Reflecting on the stories of this great man and others like him, I can’t help but observe that the willingness to dare is perhaps one of the genetic markers of all great men and women. Obstacles are not meant to stop or delay your progress in life, they are only there to make sure that you are prepared for the task ahead and that you are sure of what you really want. Limits can be defined as the tools of nature that help to separate the boys from the men, the real from the fake, and the chaff from the real deal. If your strength fails you in the face of challenges, then your resolve may be questionable.
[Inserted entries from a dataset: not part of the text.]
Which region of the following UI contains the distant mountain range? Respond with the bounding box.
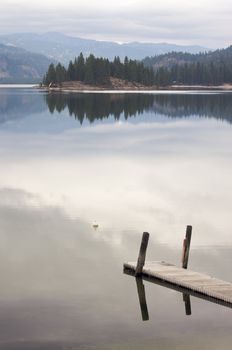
[0,32,208,64]
[0,44,52,83]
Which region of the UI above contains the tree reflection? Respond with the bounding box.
[45,92,232,124]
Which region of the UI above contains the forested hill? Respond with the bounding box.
[143,46,232,86]
[143,46,232,69]
[43,53,154,87]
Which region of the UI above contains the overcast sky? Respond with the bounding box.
[0,0,232,48]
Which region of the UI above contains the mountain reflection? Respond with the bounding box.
[45,93,232,123]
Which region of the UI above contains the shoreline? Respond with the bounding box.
[40,83,232,92]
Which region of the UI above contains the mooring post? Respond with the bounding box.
[183,293,192,316]
[135,232,149,277]
[182,225,192,269]
[136,277,149,321]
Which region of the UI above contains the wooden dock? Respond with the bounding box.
[124,261,232,304]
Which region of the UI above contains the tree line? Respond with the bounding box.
[43,53,154,86]
[154,62,232,86]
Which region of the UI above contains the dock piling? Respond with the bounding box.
[182,225,192,269]
[135,277,149,321]
[135,232,149,277]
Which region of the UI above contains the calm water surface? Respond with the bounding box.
[0,88,232,350]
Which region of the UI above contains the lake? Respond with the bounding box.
[0,87,232,350]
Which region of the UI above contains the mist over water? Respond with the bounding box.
[0,89,232,350]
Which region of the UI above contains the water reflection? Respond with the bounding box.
[0,91,232,350]
[45,93,154,124]
[45,93,232,124]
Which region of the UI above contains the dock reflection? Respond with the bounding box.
[124,269,232,321]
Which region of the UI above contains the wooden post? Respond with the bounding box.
[182,226,192,269]
[136,277,149,321]
[183,293,192,316]
[135,232,149,277]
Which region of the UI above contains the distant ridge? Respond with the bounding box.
[0,44,54,84]
[0,32,208,64]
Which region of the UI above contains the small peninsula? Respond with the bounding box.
[41,52,232,92]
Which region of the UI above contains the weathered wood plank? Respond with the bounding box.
[124,261,232,304]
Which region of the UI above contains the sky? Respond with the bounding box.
[0,0,232,48]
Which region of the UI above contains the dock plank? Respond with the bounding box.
[124,261,232,304]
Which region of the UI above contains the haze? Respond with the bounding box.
[0,0,232,48]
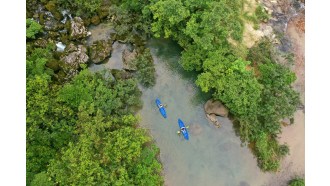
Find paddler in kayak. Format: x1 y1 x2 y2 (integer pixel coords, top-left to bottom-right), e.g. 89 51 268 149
181 127 186 132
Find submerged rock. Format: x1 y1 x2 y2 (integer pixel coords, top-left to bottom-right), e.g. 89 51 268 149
206 114 221 128
111 69 132 80
89 40 112 63
122 49 137 70
204 99 228 117
70 17 87 39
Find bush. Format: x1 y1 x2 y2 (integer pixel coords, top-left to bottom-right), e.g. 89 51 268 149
288 177 305 186
134 49 156 87
26 19 42 39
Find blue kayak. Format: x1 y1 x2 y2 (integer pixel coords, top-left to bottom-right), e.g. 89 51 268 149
156 98 167 118
178 119 189 140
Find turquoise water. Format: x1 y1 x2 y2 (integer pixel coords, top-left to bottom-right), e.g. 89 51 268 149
139 40 269 186
89 25 271 186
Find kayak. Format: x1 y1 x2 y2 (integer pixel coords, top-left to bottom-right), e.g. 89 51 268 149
178 119 189 140
156 98 167 118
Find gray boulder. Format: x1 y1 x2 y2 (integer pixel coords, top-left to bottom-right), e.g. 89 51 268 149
89 40 112 63
204 99 228 117
61 43 89 69
70 17 87 39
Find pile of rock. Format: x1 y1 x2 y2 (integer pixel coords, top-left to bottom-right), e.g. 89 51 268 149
204 99 228 128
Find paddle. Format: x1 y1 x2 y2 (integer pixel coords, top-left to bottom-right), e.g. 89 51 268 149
176 125 189 135
155 104 167 110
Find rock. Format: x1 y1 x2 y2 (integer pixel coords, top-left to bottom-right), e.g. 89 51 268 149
88 40 112 63
91 16 100 25
45 1 63 21
97 6 109 19
46 59 60 72
70 17 87 39
204 99 228 117
111 69 132 80
33 38 48 48
56 42 65 52
61 43 89 69
188 124 203 136
122 49 137 70
206 114 221 128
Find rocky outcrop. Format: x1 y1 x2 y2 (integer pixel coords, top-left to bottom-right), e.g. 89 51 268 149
89 40 112 63
45 1 63 21
206 114 221 128
61 43 89 69
122 49 137 71
70 17 88 39
91 16 100 25
204 99 228 117
111 69 132 80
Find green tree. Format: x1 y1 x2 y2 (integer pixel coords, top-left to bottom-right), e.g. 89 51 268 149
26 19 42 39
49 103 161 185
31 172 54 186
56 0 103 16
288 177 305 186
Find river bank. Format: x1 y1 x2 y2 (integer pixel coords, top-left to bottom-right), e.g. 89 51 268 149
269 12 305 186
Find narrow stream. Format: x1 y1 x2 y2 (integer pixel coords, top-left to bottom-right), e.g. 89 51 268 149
89 25 271 186
139 40 269 186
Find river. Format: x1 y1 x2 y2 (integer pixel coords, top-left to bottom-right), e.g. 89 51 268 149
89 24 271 186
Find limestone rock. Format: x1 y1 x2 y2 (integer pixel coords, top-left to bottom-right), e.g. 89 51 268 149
91 16 100 25
61 43 89 69
89 40 112 63
70 17 87 39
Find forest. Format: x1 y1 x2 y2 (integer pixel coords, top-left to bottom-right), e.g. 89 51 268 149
26 0 299 186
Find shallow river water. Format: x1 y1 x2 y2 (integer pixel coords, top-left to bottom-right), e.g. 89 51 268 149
89 23 271 186
139 40 269 186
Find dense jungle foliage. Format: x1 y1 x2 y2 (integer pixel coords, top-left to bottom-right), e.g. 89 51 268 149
26 19 162 186
135 0 299 171
26 0 299 185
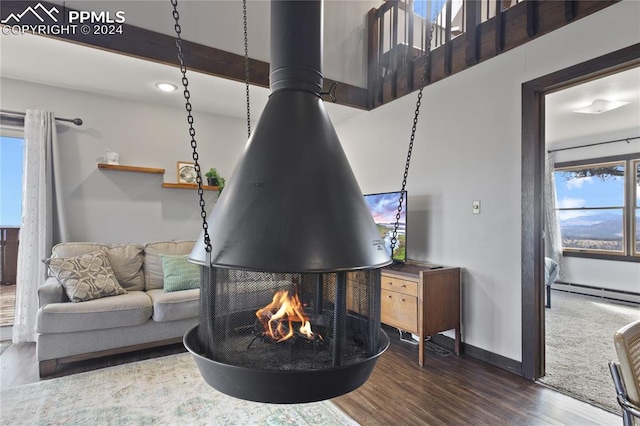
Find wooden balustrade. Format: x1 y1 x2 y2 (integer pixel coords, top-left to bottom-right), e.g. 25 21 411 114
367 0 620 108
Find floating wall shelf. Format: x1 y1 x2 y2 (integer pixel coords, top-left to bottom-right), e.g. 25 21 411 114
98 163 164 175
162 183 220 191
98 163 220 191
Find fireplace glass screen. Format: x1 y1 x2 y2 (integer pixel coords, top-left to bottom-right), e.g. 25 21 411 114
198 267 380 370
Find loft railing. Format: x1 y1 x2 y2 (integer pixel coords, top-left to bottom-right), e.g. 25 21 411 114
368 0 522 103
0 227 20 285
367 0 620 108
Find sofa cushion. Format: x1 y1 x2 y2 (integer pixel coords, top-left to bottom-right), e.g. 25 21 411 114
51 242 144 291
143 241 195 290
147 289 200 322
36 291 153 333
160 254 200 293
43 251 126 302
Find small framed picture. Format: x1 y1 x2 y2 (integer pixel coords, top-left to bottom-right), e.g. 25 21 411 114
178 161 196 183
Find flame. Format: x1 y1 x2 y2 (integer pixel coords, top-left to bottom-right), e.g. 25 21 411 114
256 290 314 342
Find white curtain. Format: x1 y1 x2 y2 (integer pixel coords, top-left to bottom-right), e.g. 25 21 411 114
13 110 68 343
544 152 563 278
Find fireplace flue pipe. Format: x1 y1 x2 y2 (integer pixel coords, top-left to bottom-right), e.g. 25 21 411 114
190 0 391 273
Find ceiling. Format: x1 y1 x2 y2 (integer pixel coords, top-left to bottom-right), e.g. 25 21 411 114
0 34 640 144
0 34 364 123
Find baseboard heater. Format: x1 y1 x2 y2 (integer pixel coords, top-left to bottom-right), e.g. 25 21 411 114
551 281 640 305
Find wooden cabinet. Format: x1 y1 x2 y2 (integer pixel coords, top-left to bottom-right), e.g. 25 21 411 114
381 262 460 366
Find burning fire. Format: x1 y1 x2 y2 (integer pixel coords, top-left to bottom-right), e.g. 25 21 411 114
256 290 314 342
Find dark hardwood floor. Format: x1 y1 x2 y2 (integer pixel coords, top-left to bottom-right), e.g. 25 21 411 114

If you really plan to take your place among the greats of your time, stop waiting for all the chips to fall in place; rise up and take your destiny in your hands. In the final analysis, you are the only one who can make your dream come true. An attempt at greatness is not necessarily a fool’s errand where you have little or no chance of succeeding, it is one for which you prepare adequately and take your chances when they come to you with drive, passion and tenacity. The best way to prepare for success is to continue to invest in yourself until you become the best resource you have at your disposal. As long as you have any other thing that is more valuable than you are in your pursuit of success, you are not yet qualified for the top.
Stop blaming people, circumstances, limitations and situations for your lack of results; rather, take responsibility to become that kind of man or woman who makes a lifestyle out of defying odds and breaking limitations.
Be phenomenal, just like Alain St Ange.